This imaginative and fun exercise will get you a space that’s just right for your needs
One of the many benefits of a new custom home is that the kitchen can be perfectly tailored to support how you cook and entertain. A first step to getting that result is to think through the space in detail before meeting with the architect or designer.
When doing this, forget about preconceived notions like the “work triangle,” a concept that dates to the 1940s and defines placement of the range, sink and refrigerator. The work triangle assumes a single cook in a relatively small kitchen, but nowadays, custom homebuyers want kitchens big enough for two cooks that double as gathering spaces.
Instead, think through exactly how you want the kitchen to work. Some designers suggest imagining the steps needed to prepare a meal—a fun activity you can do alone or with your partner.
That imaginary meal can be as elaborate as you want, but something as simple as spaghetti can help clarify what works for you. Where are the most convenient locations for pots, knives and spices? What steps will you take to prepare the meal and get it on the table?
This exercise will help you visualize the best places for just about everything. If one cook will be making sauce while another chops vegetables, you’ll want a layout that keeps you from crowding one another while working together efficiently. The exercise can even get you thinking about specific details: for instance, if one person is 6’2″ and the other 5’3″, you might decide on two different counter heights.
There’s no need to sweat over triangles, but it can be helpful to think in terms of zones. An efficient kitchen will have zones for wet work, socializing, cooking and food storage.
Wet zone: Decisions here include the dishwasher location and the sink type. If the dishwasher will be next to the sink, putting it on the left will be easier for a right-handed person and on the right for a left-handed person. (Most righties hold a plate with their left hand while scraping or rinsing it with their right; they can then put the plate in the dishwasher without twisting or turning.)
As for the sink, a deep single-bowl is the most practical.

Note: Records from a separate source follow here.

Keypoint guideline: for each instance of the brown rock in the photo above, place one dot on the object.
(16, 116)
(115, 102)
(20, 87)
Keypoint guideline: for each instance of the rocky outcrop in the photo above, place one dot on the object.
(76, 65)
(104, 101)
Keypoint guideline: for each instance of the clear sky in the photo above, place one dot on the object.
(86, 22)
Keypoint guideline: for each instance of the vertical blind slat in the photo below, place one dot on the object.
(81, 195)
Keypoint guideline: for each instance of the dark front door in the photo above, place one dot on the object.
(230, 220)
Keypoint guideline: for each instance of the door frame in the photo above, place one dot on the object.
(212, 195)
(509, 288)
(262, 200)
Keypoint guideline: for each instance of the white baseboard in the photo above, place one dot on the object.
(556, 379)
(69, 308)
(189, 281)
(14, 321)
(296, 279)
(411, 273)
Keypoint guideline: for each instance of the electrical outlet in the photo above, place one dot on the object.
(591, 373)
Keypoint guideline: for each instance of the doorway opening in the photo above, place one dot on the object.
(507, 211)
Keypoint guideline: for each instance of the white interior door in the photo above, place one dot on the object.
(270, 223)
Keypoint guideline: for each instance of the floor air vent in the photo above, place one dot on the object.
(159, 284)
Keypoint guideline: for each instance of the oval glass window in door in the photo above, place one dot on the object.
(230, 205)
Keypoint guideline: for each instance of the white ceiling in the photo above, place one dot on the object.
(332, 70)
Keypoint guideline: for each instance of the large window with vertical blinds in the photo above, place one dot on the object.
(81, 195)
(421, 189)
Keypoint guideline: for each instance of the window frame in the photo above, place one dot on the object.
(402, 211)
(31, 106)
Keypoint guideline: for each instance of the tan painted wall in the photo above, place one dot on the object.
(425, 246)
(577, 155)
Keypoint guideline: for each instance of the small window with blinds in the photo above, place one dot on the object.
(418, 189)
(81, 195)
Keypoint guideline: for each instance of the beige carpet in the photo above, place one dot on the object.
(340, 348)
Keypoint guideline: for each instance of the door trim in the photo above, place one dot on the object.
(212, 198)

Also, a sink with the drain at the back will leave more usable space in the cabinet below.
Social zone: If your kitchen will have an island, don’t put a sink on it. Instead, reserve the island for seating and entertaining. This is also a popular spot for a cooktop, as it lets the chef talk with guests or family members. Good task lighting is essential, and the space below the counter is perfect for a cookbook shelf.
Cooking zone: It’s fine to put wall ovens and cooktops on opposite ends of the kitchen, but you want to store cookware close to where it will be used—for instance, baking pans near the oven and large pots near the cooktop. Remember that while cabinets offer more storage volume, drawers are more accessible.
Food zone: Think about making the refrigerator and pantry easily accessible (and viewable) from the food prep area. The ability to see the contents of the pantry and fridge while standing in one place will reduce the time you spend hunting for ingredients.
It’s a good idea to do this exercise on how you’ll use the space before worrying about things like cabinet styles and colors. That’s the best way to get a kitchen that’s beautiful and functional.